Filling a byte array in Java

Question

Hey all!

For part of a project I'm working on I am implementing a RTPpacket where I have to fill the header array of byte with RTP header fields.

  //size of the RTP header:
  static int HEADER_SIZE = 12; // bytes

  //Fields that compose the RTP header
  public int Version; // 2 bits
  public int Padding; // 1 bit
  public int Extension; // 1 bit
  public int CC; // 4 bits
  public int Marker; // 1 bit
  public int PayloadType; // 7 bits
  public int SequenceNumber; // 16 bits
  public int TimeStamp; // 32 bits
  public int Ssrc; // 32 bits

  //Bitstream of the RTP header
  public byte[] header = new byte[ HEADER_SIZE ];

This was my approach:

/*      
 * bits 0-1: Version
 * bit    2: Padding 
 * bit    3: Extension
 * bits 4-7: CC
 */
header[0] = new Integer( (Version << 6)|(Padding << 5)|(Extension << 6)|CC ).byteValue();

/* 
 * bit    0: Marker
 * bits 1-7: PayloadType
 */
header[1] = new Integer( (Marker << 7)|PayloadType ).byteValue();

/* SequenceNumber takes 2 bytes = 16 bits */
header[2] = new Integer( SequenceNumber >> 8 ).byteValue();
header[3] = new Integer( SequenceNumber ).byteValue();

/* TimeStamp takes 4 bytes = 32 bits */
for ( int i = 0; i < 4; i++ )
    header[7-i] = new Integer( TimeStamp >> (8*i) ).byteValue();

/* Ssrc takes 4 bytes = 32 bits */
for ( int i = 0; i < 4; i++ )
    header[11-i] = new Integer( Ssrc >> (8*i) ).byteValue();

Any other, maybe 'better' ways to do this?

Answer 1

You can convert an int directly to a byte in Java, without having to create an Integer object. An explicit cast is required, because a byte has a narrower range of possible values than an int. For instance:

header[1] = (byte) (Marker << 7 | PayloadType);

Answer 2

There is one problem with such data. Usually protocols use unsigned bytes there and Java has signed bytes. So, for correct byte array fill I usually use such construct:

bytearray[index] = (byte) ((some integer-result calculation) & 0xff);

Simple casting to byte type won't work correctly.
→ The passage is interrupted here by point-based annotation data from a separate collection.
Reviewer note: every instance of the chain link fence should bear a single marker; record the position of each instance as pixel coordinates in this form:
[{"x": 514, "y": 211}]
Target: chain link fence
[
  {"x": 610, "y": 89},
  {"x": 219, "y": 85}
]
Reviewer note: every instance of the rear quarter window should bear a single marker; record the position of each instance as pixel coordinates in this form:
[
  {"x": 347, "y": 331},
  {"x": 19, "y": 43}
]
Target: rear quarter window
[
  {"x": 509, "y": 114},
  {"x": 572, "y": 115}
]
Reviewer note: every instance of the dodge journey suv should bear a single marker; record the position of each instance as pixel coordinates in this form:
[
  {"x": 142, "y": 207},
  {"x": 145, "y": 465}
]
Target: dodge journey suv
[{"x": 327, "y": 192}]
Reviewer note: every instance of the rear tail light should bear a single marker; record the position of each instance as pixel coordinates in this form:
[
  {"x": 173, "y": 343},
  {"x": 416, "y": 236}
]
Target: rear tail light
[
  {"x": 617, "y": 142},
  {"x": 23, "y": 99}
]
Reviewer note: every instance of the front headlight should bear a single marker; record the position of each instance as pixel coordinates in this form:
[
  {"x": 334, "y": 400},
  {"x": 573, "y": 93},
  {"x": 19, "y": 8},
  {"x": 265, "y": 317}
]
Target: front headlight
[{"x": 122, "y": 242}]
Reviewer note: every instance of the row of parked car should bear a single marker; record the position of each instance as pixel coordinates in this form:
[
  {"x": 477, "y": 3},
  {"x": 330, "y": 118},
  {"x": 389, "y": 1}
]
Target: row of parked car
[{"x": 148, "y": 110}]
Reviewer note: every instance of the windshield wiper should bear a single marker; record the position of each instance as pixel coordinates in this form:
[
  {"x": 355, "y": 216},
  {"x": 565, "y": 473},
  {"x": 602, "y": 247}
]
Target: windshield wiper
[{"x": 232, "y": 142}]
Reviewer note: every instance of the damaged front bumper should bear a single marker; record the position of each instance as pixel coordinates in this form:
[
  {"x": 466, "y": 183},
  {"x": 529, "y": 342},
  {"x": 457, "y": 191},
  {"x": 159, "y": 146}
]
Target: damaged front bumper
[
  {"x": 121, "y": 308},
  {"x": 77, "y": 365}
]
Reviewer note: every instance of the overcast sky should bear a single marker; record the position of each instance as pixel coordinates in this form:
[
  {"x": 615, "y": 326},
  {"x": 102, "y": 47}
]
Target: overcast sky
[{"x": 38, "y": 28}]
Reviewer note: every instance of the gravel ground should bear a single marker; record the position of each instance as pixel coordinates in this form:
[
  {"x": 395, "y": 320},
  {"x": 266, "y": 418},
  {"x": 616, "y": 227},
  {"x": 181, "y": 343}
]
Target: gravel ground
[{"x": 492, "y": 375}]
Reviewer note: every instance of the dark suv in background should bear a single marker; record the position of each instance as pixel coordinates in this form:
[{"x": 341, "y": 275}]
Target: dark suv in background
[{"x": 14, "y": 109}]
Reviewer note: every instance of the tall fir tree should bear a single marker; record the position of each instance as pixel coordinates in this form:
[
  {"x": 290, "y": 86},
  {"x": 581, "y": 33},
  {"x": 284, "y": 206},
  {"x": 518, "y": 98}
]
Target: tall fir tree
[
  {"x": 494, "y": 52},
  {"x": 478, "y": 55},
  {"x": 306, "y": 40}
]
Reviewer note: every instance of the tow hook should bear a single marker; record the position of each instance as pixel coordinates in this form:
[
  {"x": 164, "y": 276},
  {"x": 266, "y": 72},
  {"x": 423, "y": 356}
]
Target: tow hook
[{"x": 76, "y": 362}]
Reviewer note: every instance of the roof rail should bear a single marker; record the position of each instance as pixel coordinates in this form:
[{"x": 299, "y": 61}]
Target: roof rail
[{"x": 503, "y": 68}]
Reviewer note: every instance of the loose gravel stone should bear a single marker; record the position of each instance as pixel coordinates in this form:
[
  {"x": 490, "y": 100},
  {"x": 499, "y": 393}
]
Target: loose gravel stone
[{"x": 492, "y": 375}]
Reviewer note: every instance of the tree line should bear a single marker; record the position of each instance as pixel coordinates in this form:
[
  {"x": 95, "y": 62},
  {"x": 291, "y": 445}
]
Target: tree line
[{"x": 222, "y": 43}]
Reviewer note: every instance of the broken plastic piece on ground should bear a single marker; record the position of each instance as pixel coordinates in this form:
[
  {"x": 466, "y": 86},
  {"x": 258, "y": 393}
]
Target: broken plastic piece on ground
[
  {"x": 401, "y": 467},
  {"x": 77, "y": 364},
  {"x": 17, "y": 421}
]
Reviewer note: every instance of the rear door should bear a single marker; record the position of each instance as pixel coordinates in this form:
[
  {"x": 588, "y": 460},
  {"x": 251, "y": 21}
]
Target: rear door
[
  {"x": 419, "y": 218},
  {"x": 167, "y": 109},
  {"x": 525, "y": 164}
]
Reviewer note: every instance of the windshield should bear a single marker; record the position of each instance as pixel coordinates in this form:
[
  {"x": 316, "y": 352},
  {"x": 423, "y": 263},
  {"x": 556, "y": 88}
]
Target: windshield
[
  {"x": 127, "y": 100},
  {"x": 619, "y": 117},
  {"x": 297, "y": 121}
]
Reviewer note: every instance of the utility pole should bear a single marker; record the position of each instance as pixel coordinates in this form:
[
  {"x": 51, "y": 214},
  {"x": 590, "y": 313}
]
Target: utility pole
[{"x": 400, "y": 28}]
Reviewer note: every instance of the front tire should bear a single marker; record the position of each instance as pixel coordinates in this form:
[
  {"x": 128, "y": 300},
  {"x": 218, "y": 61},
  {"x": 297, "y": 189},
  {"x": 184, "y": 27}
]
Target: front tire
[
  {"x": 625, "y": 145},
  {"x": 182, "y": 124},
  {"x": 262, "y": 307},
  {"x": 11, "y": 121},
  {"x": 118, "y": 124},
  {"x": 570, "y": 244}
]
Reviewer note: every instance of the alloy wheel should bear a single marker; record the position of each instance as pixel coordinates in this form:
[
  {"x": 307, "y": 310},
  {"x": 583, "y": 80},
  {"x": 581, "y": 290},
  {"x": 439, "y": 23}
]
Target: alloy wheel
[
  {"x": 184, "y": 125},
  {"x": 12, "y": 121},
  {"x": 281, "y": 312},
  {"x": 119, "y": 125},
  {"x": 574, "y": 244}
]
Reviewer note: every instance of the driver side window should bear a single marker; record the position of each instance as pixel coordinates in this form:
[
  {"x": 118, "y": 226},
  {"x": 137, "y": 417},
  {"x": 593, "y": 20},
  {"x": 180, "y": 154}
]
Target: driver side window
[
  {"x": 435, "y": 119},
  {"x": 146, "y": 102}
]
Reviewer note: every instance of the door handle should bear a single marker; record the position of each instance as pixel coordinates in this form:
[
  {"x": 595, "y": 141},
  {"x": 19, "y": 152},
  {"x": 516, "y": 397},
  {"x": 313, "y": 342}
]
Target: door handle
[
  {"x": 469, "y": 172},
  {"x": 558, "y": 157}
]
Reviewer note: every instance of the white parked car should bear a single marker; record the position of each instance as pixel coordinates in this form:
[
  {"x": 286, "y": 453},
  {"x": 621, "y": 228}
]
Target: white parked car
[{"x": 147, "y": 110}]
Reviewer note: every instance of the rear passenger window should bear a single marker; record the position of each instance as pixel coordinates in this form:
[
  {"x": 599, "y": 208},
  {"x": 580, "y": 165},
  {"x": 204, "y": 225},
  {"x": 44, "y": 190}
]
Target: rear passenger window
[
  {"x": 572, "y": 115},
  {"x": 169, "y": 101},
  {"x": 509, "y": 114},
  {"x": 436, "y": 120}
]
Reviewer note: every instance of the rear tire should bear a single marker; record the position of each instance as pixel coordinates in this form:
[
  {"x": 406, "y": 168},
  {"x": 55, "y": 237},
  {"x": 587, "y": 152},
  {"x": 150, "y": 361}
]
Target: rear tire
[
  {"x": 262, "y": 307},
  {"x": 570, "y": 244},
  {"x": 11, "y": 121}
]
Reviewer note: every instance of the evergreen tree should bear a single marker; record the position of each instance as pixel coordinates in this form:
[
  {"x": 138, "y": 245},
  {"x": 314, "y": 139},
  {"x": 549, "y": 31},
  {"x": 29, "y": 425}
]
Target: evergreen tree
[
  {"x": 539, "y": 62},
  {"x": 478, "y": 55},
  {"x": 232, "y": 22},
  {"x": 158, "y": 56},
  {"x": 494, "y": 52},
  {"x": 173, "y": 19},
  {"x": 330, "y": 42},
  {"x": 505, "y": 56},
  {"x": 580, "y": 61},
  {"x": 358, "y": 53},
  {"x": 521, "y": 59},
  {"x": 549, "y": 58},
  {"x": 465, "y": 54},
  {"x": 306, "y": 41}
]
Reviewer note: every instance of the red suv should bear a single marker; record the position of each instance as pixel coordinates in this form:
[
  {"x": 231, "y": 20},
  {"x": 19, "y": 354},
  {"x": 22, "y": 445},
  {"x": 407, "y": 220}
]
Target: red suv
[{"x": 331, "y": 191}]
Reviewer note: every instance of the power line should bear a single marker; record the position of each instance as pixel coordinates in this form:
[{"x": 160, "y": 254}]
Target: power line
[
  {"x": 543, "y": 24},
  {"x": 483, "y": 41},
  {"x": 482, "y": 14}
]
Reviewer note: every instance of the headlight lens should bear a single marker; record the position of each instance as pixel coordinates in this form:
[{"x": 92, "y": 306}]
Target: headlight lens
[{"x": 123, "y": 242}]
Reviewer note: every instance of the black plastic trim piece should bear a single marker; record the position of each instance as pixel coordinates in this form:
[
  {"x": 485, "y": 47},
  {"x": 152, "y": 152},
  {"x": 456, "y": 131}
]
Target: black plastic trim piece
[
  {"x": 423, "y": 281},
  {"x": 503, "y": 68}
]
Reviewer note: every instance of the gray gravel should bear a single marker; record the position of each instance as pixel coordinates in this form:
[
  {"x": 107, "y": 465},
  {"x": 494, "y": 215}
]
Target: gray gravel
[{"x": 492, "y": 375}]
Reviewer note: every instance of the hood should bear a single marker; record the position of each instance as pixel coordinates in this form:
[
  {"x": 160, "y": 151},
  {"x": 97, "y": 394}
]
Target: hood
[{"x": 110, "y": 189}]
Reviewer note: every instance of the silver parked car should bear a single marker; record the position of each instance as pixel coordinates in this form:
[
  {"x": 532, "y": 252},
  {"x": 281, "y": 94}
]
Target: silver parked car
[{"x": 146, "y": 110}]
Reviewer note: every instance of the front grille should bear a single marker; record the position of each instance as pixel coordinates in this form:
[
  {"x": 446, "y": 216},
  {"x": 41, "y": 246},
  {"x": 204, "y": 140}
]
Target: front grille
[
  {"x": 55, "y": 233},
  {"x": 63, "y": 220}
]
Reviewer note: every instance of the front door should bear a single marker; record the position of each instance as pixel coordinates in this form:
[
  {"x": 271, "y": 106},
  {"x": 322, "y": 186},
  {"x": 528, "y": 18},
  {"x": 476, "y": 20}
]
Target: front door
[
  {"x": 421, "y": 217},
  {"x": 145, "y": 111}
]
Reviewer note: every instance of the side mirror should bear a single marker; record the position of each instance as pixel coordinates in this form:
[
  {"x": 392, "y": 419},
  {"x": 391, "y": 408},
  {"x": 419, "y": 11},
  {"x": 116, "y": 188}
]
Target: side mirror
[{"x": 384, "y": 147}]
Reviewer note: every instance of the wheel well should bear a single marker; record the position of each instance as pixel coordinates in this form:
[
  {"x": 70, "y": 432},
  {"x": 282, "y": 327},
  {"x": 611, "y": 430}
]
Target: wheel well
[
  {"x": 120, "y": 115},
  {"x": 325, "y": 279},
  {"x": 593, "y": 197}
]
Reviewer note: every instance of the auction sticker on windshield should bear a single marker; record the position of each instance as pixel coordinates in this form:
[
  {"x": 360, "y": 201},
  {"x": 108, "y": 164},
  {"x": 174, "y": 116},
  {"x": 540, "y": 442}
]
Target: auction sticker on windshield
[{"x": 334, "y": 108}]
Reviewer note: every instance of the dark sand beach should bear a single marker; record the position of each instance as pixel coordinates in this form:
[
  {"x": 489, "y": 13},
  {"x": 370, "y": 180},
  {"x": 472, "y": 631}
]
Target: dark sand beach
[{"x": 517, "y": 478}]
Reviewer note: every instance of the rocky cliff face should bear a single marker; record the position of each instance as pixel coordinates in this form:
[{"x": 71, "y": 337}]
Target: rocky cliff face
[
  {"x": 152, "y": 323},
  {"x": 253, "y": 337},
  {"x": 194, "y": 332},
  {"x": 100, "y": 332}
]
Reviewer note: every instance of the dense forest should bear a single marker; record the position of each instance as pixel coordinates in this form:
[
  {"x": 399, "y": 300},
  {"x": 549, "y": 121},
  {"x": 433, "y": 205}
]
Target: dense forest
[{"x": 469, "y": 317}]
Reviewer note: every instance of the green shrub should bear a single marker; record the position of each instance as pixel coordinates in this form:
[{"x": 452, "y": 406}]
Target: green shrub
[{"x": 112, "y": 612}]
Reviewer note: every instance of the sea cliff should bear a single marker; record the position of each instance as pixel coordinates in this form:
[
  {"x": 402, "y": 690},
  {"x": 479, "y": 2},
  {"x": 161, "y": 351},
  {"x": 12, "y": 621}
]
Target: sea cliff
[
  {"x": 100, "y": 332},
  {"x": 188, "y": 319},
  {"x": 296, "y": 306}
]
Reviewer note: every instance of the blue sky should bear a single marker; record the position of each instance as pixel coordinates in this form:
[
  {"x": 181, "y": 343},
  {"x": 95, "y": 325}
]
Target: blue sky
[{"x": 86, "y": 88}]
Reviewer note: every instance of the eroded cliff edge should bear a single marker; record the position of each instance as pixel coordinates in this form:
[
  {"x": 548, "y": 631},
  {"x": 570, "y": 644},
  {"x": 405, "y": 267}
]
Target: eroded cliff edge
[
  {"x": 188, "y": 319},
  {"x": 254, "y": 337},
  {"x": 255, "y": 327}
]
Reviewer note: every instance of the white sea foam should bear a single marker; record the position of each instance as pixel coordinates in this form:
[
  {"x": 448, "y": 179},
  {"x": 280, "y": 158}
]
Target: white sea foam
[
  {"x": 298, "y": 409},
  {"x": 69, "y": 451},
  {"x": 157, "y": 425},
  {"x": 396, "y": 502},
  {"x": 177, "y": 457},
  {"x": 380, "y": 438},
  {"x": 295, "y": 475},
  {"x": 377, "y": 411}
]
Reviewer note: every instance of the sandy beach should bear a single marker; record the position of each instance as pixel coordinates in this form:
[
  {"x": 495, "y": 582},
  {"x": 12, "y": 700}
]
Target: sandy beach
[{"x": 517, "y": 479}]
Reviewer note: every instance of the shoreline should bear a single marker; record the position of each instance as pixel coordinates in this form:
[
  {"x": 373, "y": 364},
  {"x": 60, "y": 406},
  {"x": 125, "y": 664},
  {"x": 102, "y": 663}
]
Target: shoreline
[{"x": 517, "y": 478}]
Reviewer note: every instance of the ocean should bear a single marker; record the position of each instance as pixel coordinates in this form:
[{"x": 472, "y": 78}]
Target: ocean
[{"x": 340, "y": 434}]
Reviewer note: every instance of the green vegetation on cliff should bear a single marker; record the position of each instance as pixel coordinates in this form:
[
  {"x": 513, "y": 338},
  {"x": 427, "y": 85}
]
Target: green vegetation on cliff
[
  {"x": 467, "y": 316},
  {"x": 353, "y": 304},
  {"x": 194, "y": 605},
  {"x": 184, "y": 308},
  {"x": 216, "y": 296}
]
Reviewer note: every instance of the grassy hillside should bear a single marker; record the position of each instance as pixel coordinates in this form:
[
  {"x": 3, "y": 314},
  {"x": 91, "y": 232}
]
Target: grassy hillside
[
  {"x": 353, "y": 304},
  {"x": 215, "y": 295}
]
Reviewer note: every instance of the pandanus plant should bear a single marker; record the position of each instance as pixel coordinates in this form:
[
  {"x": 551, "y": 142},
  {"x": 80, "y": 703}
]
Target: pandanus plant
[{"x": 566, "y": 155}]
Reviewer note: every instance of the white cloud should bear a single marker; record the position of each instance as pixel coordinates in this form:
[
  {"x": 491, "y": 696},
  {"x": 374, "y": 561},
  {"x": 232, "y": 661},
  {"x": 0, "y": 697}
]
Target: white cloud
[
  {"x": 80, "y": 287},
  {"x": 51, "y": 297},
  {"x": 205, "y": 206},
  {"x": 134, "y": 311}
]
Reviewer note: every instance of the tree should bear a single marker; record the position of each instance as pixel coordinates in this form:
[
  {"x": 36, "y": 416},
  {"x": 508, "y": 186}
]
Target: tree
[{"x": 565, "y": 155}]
Update. "& 0xff" is not needed here. Simple cast will work.

Answer 3

I think I would use a ByteBuffer

ByteBuffer buf = ByteBuffer.wrap(header);
buf.setOrder(ByteOrder.BIG_ENDIAN);
buf.put((byte)((Version << 6)|(Padding << 5)|(Extension << 6)|CC));
buf.put((byte)((Marker << 7)|PayloadType));
buf.put((short)SequenceNumber);
buf.put(TimeStamp);
buf.put(Ssrc);

Answer 4

in addition to the presented answers give a try to Preon

Answer 5

With Preon, the RtpHeader could be represented like this:

public class RtpHeader {

    @BoundNumber(size = "2")
    public int version;

    @Bound
    public boolean padding;

    @Bound
    public boolean extension;

    @BoundNumber(size="4")
    public int csrcCount;

    @Bound
    public boolean marker;

    @BoundNumber(size="7")
    public int payloadType;

    @BoundNumber(size="16", byteOrder = ByteOrder.BigEndian)
    public int sequenceNumber;

    @BoundNumber(size="32", byteOrder = ByteOrder.BigEndian)
    public int timestamp;

    @BoundNumber(size="32", byteOrder = ByteOrder.BigEndian)
    public int synchronizationSource;

    @BoundList(size="csrcCount")
    public int[] csrcs; 

}

Encoding this to bytes could be as simple as this:

    Codec<RtpHeader> codec = Codecs.create(RtpHeader.class);
    RtpHeader header = new RtpHeader();
    ... // Setting header values
    OutputStream out = ...;
    Codecs.encode(header, codec, out);

However, bear in mind that encoding in Preon is still in early stages. It seems to work, for this particular case, but I am not going to make any guarantees.

The benefit of using Preon is obviously the fact that you don't have to bother writing all of the encoding and decoding logic yourself.